Agriculture truly became big business over the last several decades. Mickler estimated there are less than 20 true family farming operations in Floyd County in 2017. That’s to say families that derive their primary income from farming operations.
Using University of Georgia compiled data for 2015, Mickler said Floyd County ranked 71st among Georgia’s 159 counties in terms of the value of products coming off the farm. The revenue figure was $49.9 million. If one includes broiler chickens and the multiplier effect which includes after-farm sales, Floyd County moves up to 49th with a value estimated at $94.5 million.

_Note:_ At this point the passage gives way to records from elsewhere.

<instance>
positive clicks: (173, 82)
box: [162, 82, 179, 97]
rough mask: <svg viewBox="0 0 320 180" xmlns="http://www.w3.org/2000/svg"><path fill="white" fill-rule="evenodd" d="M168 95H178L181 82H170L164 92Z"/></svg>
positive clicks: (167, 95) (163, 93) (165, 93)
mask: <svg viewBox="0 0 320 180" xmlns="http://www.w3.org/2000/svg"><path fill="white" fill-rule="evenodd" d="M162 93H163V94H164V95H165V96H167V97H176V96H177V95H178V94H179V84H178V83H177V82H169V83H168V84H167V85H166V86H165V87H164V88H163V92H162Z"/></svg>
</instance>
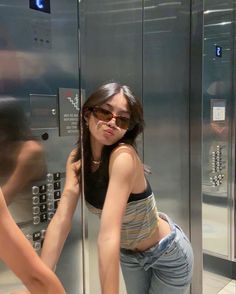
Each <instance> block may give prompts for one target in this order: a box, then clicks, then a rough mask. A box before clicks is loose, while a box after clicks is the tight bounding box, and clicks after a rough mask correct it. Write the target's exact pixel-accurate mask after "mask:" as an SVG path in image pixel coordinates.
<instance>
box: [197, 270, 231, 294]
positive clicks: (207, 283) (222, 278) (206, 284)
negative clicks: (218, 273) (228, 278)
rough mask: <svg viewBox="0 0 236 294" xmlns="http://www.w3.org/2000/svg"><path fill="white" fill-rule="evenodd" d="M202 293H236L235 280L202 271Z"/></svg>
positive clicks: (220, 293) (218, 293) (211, 293)
mask: <svg viewBox="0 0 236 294" xmlns="http://www.w3.org/2000/svg"><path fill="white" fill-rule="evenodd" d="M203 294H236V281H235V280H230V279H228V278H226V277H222V276H220V275H217V274H215V273H210V272H206V271H204V272H203Z"/></svg>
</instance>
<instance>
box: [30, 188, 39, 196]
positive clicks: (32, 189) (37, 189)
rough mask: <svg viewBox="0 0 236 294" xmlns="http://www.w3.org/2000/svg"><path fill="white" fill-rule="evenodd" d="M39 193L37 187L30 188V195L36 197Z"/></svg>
mask: <svg viewBox="0 0 236 294" xmlns="http://www.w3.org/2000/svg"><path fill="white" fill-rule="evenodd" d="M38 193H39V187H38V186H33V187H32V194H33V195H37V194H38Z"/></svg>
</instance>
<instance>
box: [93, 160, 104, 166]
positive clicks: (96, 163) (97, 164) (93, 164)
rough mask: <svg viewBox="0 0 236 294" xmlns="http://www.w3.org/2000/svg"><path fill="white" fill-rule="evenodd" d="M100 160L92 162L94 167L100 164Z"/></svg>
mask: <svg viewBox="0 0 236 294" xmlns="http://www.w3.org/2000/svg"><path fill="white" fill-rule="evenodd" d="M101 162H102V161H101V160H92V164H93V165H94V166H99V165H100V164H101Z"/></svg>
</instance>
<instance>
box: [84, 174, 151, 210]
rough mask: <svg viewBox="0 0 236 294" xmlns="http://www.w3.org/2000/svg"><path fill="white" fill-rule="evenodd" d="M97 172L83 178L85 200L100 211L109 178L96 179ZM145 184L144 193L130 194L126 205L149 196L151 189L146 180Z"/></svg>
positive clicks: (102, 204)
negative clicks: (145, 186)
mask: <svg viewBox="0 0 236 294" xmlns="http://www.w3.org/2000/svg"><path fill="white" fill-rule="evenodd" d="M98 172H99V169H98V170H96V171H95V172H93V173H90V174H87V175H86V176H85V187H84V188H85V199H86V201H87V202H88V203H89V204H91V205H92V206H94V207H96V208H98V209H102V208H103V205H104V202H105V198H106V193H107V188H108V182H109V178H108V176H104V177H102V178H100V177H98ZM146 182H147V188H146V189H145V191H144V192H142V193H137V194H134V193H131V194H130V196H129V199H128V203H129V202H133V201H138V200H141V199H145V198H147V197H148V196H150V195H151V193H152V189H151V187H150V184H149V182H148V180H146Z"/></svg>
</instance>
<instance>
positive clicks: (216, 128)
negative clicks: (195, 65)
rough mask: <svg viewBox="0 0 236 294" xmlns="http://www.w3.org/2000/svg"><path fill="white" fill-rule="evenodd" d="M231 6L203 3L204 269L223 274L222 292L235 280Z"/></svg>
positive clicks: (232, 37)
mask: <svg viewBox="0 0 236 294" xmlns="http://www.w3.org/2000/svg"><path fill="white" fill-rule="evenodd" d="M234 6H235V4H234V1H223V2H222V1H214V2H212V1H207V0H205V1H204V31H203V34H204V55H203V153H202V193H203V204H202V222H203V252H204V269H205V270H208V271H213V272H215V273H218V274H220V275H222V278H221V284H219V285H220V286H219V287H221V288H222V287H223V285H224V284H227V283H228V282H229V280H231V278H235V206H234V205H235V192H234V186H235V118H234V116H235V111H234V107H235V102H234V99H235V97H234V91H233V89H234V87H235V85H234V76H235V70H234V62H233V60H234V50H235V49H234V48H235V45H234V34H235V31H234V14H235V11H234V9H235V7H234ZM221 288H219V289H216V290H220V289H221ZM216 293H217V292H216Z"/></svg>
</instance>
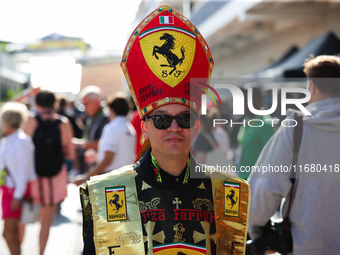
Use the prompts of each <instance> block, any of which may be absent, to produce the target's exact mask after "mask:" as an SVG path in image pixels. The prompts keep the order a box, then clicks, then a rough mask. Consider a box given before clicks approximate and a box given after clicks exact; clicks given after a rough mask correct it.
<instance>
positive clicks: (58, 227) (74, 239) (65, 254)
mask: <svg viewBox="0 0 340 255" xmlns="http://www.w3.org/2000/svg"><path fill="white" fill-rule="evenodd" d="M67 189H68V197H67V198H66V199H65V201H64V202H63V203H62V204H61V210H60V213H57V214H56V216H55V219H54V222H53V225H52V227H51V229H50V236H49V239H48V242H47V245H46V250H45V254H46V255H81V254H82V247H83V241H82V215H81V212H80V199H79V192H78V190H79V187H76V186H75V185H73V184H69V185H68V187H67ZM0 215H1V206H0ZM3 225H4V222H3V220H1V219H0V254H1V255H10V253H9V250H8V248H7V245H6V242H5V240H4V239H3V237H2V233H3ZM39 231H40V223H39V222H36V223H33V224H28V225H26V233H25V237H24V241H23V243H22V245H21V254H22V255H39Z"/></svg>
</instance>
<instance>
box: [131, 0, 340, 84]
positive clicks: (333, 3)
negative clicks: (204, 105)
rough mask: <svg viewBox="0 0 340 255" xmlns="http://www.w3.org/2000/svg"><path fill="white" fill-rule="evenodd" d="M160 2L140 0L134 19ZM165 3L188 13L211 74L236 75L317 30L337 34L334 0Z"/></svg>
mask: <svg viewBox="0 0 340 255" xmlns="http://www.w3.org/2000/svg"><path fill="white" fill-rule="evenodd" d="M162 3H163V1H161V0H153V1H142V2H141V4H140V7H139V11H138V13H137V17H136V20H142V18H143V17H145V16H146V14H147V13H149V12H150V11H151V10H153V9H155V8H157V7H158V6H159V5H161V4H162ZM167 3H168V4H169V5H170V6H172V7H173V8H175V9H177V10H178V11H180V12H182V13H183V14H184V15H185V16H186V17H187V18H190V20H191V21H192V23H193V24H194V25H195V26H197V28H198V29H199V30H200V32H201V33H202V35H203V36H204V38H205V39H206V41H207V43H208V45H209V47H210V50H211V52H212V55H213V57H214V60H215V67H214V71H213V75H212V77H223V78H225V77H227V78H237V77H242V76H244V75H247V74H251V73H254V72H257V71H259V70H261V69H263V68H265V67H267V66H268V65H270V64H272V63H275V62H276V61H277V60H279V59H280V58H281V57H282V56H283V55H284V54H285V53H286V52H288V51H289V50H290V49H291V48H292V47H298V48H300V49H301V48H303V47H305V46H306V45H307V44H308V42H310V41H311V40H312V39H315V38H317V37H319V36H321V35H324V34H327V33H330V32H331V33H333V34H334V35H335V36H336V37H338V38H340V2H339V1H336V0H308V1H305V0H295V1H294V0H293V1H282V0H271V1H266V0H252V1H243V0H242V1H237V0H211V1H189V0H182V1H178V0H177V1H171V0H170V1H168V2H167ZM134 25H137V24H134ZM339 53H340V51H339Z"/></svg>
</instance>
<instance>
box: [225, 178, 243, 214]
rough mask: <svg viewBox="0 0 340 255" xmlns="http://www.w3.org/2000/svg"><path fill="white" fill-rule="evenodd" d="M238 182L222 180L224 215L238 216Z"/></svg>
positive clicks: (239, 186) (238, 185) (238, 208)
mask: <svg viewBox="0 0 340 255" xmlns="http://www.w3.org/2000/svg"><path fill="white" fill-rule="evenodd" d="M239 211H240V184H238V183H232V182H224V215H226V216H234V217H239Z"/></svg>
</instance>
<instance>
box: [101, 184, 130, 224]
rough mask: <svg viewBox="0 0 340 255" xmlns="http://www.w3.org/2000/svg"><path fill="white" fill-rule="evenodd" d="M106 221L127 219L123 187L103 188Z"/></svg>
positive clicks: (112, 187) (125, 206)
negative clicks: (104, 195) (104, 198)
mask: <svg viewBox="0 0 340 255" xmlns="http://www.w3.org/2000/svg"><path fill="white" fill-rule="evenodd" d="M105 193H106V209H107V221H108V222H110V221H120V220H126V219H127V213H126V196H125V187H124V186H119V187H110V188H105Z"/></svg>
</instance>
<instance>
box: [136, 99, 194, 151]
mask: <svg viewBox="0 0 340 255" xmlns="http://www.w3.org/2000/svg"><path fill="white" fill-rule="evenodd" d="M190 113H191V114H193V111H192V110H190V108H189V107H187V106H184V105H179V104H171V105H165V106H162V107H159V108H158V109H156V110H155V111H153V112H152V113H150V115H171V116H176V115H179V114H190ZM198 131H199V121H198V120H196V121H195V124H194V126H193V127H192V128H187V129H185V128H181V127H179V126H178V124H177V121H176V120H173V121H172V123H171V125H170V127H169V128H167V129H157V128H155V126H154V123H153V120H152V119H148V120H146V121H142V132H143V136H144V138H145V139H147V138H149V139H150V143H151V148H152V151H153V154H154V155H155V154H159V155H162V156H184V155H186V156H188V154H189V151H190V147H191V145H192V142H193V139H194V137H197V135H198ZM190 132H193V133H192V134H193V135H192V136H190Z"/></svg>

That’s a lot of chicken! In fact, the county ranks number 23 in the state when it comes to broiler chicken production.
Mickler said Floyd County ranks fifth in the state in the production of pork feeders, all from the Bridges Brothers Farm between Coosa and Cave Spring. The county ranks 61st in dairy production, again, all from one dairy. “The Berry Dairy is the only one that’s I’m aware of,” Mickler said. There may some backyard milk cows, but not full dairies.”
Floyd County ranks 62nd in terms of total row crop production. Hay production is ranked 13th in the state (which emphasizes the value of the lost crop due to the drought a year ago), 39th in sorghum, 45th in soybeans, and 52nd in corn and 62nd in cotton.

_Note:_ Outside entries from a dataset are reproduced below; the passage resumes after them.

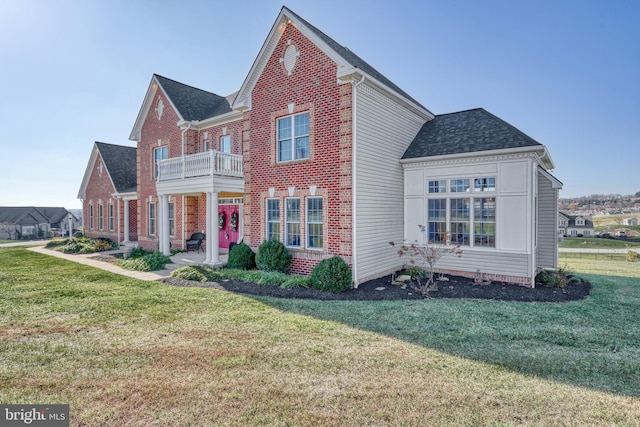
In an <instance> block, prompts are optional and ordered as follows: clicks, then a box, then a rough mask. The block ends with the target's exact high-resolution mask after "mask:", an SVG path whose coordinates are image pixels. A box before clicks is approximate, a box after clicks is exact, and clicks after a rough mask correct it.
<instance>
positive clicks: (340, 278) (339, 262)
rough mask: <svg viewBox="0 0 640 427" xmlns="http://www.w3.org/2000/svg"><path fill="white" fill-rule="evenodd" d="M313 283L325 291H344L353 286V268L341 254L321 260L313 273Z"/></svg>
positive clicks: (312, 283) (313, 286)
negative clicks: (352, 282) (351, 275)
mask: <svg viewBox="0 0 640 427" xmlns="http://www.w3.org/2000/svg"><path fill="white" fill-rule="evenodd" d="M311 284H312V286H313V287H314V288H316V289H319V290H321V291H325V292H342V291H346V290H347V289H349V288H350V287H351V269H350V268H349V266H348V265H347V263H346V262H344V260H343V259H342V258H340V257H339V256H334V257H331V258H328V259H324V260H322V261H320V262H319V263H318V264H317V265H316V266H315V268H314V269H313V272H312V273H311Z"/></svg>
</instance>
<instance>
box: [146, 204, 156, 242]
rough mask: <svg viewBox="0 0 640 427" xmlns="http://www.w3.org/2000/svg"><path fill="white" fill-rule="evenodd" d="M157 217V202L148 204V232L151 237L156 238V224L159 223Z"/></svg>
mask: <svg viewBox="0 0 640 427" xmlns="http://www.w3.org/2000/svg"><path fill="white" fill-rule="evenodd" d="M157 215H158V212H157V210H156V203H155V202H149V204H148V212H147V220H148V223H147V232H148V233H149V236H155V235H156V226H157V224H156V222H157V219H158V218H157Z"/></svg>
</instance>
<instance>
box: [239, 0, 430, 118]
mask: <svg viewBox="0 0 640 427" xmlns="http://www.w3.org/2000/svg"><path fill="white" fill-rule="evenodd" d="M287 25H294V26H295V27H296V29H297V30H298V31H299V32H300V33H302V34H303V35H304V36H305V37H306V38H308V39H309V40H310V41H311V42H313V43H314V44H315V45H316V46H317V47H318V48H319V49H320V50H321V51H322V52H323V53H324V54H325V55H327V56H328V57H329V58H331V59H332V60H333V61H334V62H335V63H336V65H337V74H338V75H337V76H336V78H337V79H342V80H343V81H349V80H350V79H351V76H354V77H355V76H356V75H358V78H359V79H363V77H365V76H366V78H367V79H368V81H369V83H371V84H374V86H378V87H382V88H384V89H385V91H386V92H387V93H388V94H389V95H390V96H394V97H396V98H398V99H400V100H403V101H404V103H406V104H407V105H408V106H410V107H412V108H413V109H415V110H417V111H419V112H420V113H421V114H422V115H424V116H425V118H426V119H427V120H428V119H431V117H432V116H433V114H432V113H431V112H430V111H429V110H428V109H427V108H425V107H424V106H423V105H421V104H420V103H419V102H418V101H416V100H415V99H413V98H412V97H411V96H410V95H409V94H407V93H406V92H404V91H403V90H402V89H400V88H399V87H398V86H397V85H395V84H394V83H393V82H391V81H390V80H389V79H387V78H386V77H385V76H384V75H382V74H381V73H380V72H378V71H377V70H376V69H375V68H373V67H372V66H371V65H369V64H368V63H367V62H365V61H364V60H363V59H362V58H360V57H359V56H358V55H356V54H355V53H353V52H351V51H350V50H349V49H348V48H346V47H344V46H342V45H340V44H339V43H337V42H336V41H335V40H333V39H332V38H330V37H329V36H327V35H326V34H324V33H323V32H322V31H320V30H319V29H317V28H316V27H314V26H313V25H311V24H310V23H309V22H307V21H305V20H304V19H302V18H301V17H300V16H298V15H297V14H295V13H294V12H292V11H291V10H289V9H288V8H287V7H284V6H283V7H282V9H281V11H280V14H279V15H278V18H277V19H276V21H275V23H274V24H273V26H272V28H271V31H270V32H269V35H268V36H267V38H266V40H265V42H264V44H263V45H262V48H261V49H260V52H259V53H258V56H257V57H256V59H255V61H254V63H253V65H252V67H251V70H250V71H249V74H248V75H247V77H246V78H245V81H244V83H243V84H242V87H241V88H240V90H239V92H238V96H237V97H236V99H235V101H234V104H233V108H234V109H238V110H246V109H250V108H251V92H252V90H253V88H254V87H255V85H256V82H257V81H258V79H259V77H260V75H261V74H262V72H263V70H264V68H265V66H266V64H267V62H268V60H269V58H270V57H271V55H272V54H273V52H274V49H275V47H276V46H277V45H278V41H279V40H280V38H281V37H282V34H283V33H284V30H285V28H286V27H287Z"/></svg>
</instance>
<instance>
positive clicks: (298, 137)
mask: <svg viewBox="0 0 640 427" xmlns="http://www.w3.org/2000/svg"><path fill="white" fill-rule="evenodd" d="M277 140H278V147H277V148H278V161H279V162H288V161H292V160H300V159H308V158H309V113H302V114H296V115H293V116H288V117H283V118H281V119H278V124H277Z"/></svg>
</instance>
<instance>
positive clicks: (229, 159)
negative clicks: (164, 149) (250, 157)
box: [158, 150, 243, 182]
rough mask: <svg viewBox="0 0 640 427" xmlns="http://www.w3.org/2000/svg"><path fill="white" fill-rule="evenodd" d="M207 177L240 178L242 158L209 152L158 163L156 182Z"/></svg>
mask: <svg viewBox="0 0 640 427" xmlns="http://www.w3.org/2000/svg"><path fill="white" fill-rule="evenodd" d="M207 176H212V177H213V176H221V177H237V178H242V177H243V175H242V156H241V155H239V154H231V153H222V152H220V151H216V150H209V151H205V152H203V153H196V154H190V155H188V156H184V157H173V158H170V159H164V160H160V161H159V162H158V182H165V181H174V180H182V179H187V178H198V177H207Z"/></svg>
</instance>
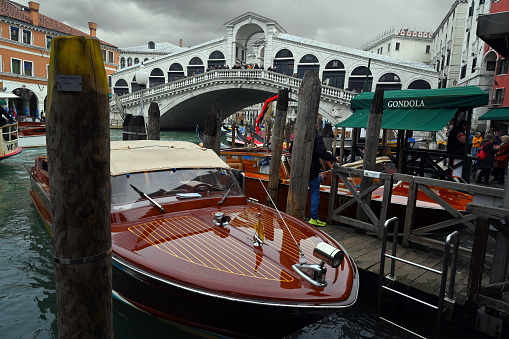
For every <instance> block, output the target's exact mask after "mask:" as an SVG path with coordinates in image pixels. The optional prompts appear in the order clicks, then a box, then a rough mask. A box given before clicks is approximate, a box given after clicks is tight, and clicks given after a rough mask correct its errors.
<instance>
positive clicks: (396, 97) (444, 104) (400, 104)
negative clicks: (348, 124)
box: [350, 86, 489, 110]
mask: <svg viewBox="0 0 509 339" xmlns="http://www.w3.org/2000/svg"><path fill="white" fill-rule="evenodd" d="M374 94H375V93H374V92H365V93H361V94H359V95H357V96H355V97H354V98H352V101H351V107H350V108H351V109H352V110H357V109H369V108H370V107H371V102H372V101H373V96H374ZM488 102H489V95H488V93H487V92H485V91H483V90H482V89H480V88H479V87H477V86H467V87H452V88H439V89H408V90H399V91H385V92H384V108H457V109H459V108H472V107H478V106H484V105H487V104H488Z"/></svg>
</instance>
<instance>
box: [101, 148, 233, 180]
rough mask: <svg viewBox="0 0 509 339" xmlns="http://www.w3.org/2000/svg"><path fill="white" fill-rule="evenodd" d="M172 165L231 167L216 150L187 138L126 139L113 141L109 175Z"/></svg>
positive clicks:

The county ranks 18th in total livestock production across the state led by a number 8 ranking in terms of beef cow production.
The Floyd County Chapter of the Young Farmers will host a special Ag Awareness Day on May 10 at the Coosa Valley Fairgrounds. The club will focus its education program on third graders across the community.

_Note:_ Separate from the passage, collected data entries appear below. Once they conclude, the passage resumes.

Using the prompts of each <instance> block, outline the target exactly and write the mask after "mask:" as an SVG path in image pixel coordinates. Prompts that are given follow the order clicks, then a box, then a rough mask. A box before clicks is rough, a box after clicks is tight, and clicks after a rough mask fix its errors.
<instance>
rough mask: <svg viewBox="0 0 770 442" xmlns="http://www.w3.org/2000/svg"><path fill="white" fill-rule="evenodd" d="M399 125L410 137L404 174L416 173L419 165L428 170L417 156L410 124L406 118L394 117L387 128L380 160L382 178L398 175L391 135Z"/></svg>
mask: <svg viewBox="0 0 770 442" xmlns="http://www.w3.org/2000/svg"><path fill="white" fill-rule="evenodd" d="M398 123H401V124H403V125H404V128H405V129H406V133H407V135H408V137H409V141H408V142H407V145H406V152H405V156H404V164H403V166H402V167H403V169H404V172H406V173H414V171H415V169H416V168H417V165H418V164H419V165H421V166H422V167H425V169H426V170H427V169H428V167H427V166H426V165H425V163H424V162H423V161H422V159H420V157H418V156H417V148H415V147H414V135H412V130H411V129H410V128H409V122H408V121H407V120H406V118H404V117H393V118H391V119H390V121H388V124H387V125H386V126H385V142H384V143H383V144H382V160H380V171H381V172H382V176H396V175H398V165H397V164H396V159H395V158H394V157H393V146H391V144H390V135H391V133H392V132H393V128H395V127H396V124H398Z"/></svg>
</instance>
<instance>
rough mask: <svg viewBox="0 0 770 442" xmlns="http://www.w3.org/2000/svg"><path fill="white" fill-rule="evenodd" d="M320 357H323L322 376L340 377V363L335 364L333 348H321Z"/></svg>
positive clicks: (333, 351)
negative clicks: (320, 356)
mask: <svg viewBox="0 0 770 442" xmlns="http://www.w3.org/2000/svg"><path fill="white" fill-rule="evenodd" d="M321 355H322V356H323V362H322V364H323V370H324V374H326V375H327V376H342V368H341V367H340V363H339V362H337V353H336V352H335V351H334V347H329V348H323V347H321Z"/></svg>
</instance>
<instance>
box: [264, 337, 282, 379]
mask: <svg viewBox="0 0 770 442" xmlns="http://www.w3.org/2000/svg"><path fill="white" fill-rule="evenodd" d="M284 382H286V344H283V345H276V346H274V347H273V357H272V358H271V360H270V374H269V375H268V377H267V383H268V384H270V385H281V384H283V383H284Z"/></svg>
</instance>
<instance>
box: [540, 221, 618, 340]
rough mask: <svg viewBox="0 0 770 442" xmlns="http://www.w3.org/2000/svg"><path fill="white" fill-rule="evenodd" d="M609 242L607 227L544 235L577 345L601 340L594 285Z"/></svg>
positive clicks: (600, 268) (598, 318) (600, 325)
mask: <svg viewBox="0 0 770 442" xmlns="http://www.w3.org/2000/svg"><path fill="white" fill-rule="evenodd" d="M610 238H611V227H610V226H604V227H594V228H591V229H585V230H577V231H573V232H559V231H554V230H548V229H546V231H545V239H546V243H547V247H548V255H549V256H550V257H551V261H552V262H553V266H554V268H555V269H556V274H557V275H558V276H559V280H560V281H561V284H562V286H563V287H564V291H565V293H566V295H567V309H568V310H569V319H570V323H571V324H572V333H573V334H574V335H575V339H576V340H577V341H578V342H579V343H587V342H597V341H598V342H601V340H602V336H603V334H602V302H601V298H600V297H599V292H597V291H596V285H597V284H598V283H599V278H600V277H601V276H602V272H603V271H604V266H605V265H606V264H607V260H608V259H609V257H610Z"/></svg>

Chieftains hosts “Walk and Talk”
Chieftains Museum/Major Ridge Home celebrates the first day of Spring this afternoon with a “Walk and Talk” program featuring James Veteto, assistant professor of anthropology and Cherokee studies at Western Carolina University.
Veteto will lead a presentation at Chieftains Museum on Riverside Parkway about the Appalachian Institute for Mountain Studies in North Carolina from 4:30-5:15 p.m., as he and visitors tour the Major Ridge Demonstration Garden on the museum campus. The program will examine the Southern Seed Legacy, a native and heirloom-type seed saving program.
Following the walk and talk, Veteto will lecture at 6 p.m. in the Evans Auditorium on the Berry College campus.
Berry College has provided grant funds to promote the partnership between Native American agricultural legacies and a cooperative project between Berry’s Agricultural Biodiversity Conservation projects led by Brian Campbell.
Employers in the Know regional summit
The Georgia Department of Labor will host a regional summit to provide updates related to labor laws, an accelerated seminar on unemployment insurance taxes and benefit, along with answers to some of the top issues employers have related to the regional workforce.
Department of Labor Commissioner Mark Butler will be a primary speaker for the event which will be held April 26 at the LakePoint Sporting Community in Emerson from 9 a.m. to 3 p.m.
Early bird registration through April 14th is $40. After that date the registration fee goes up to $50. The fee includes the cost of a lunch.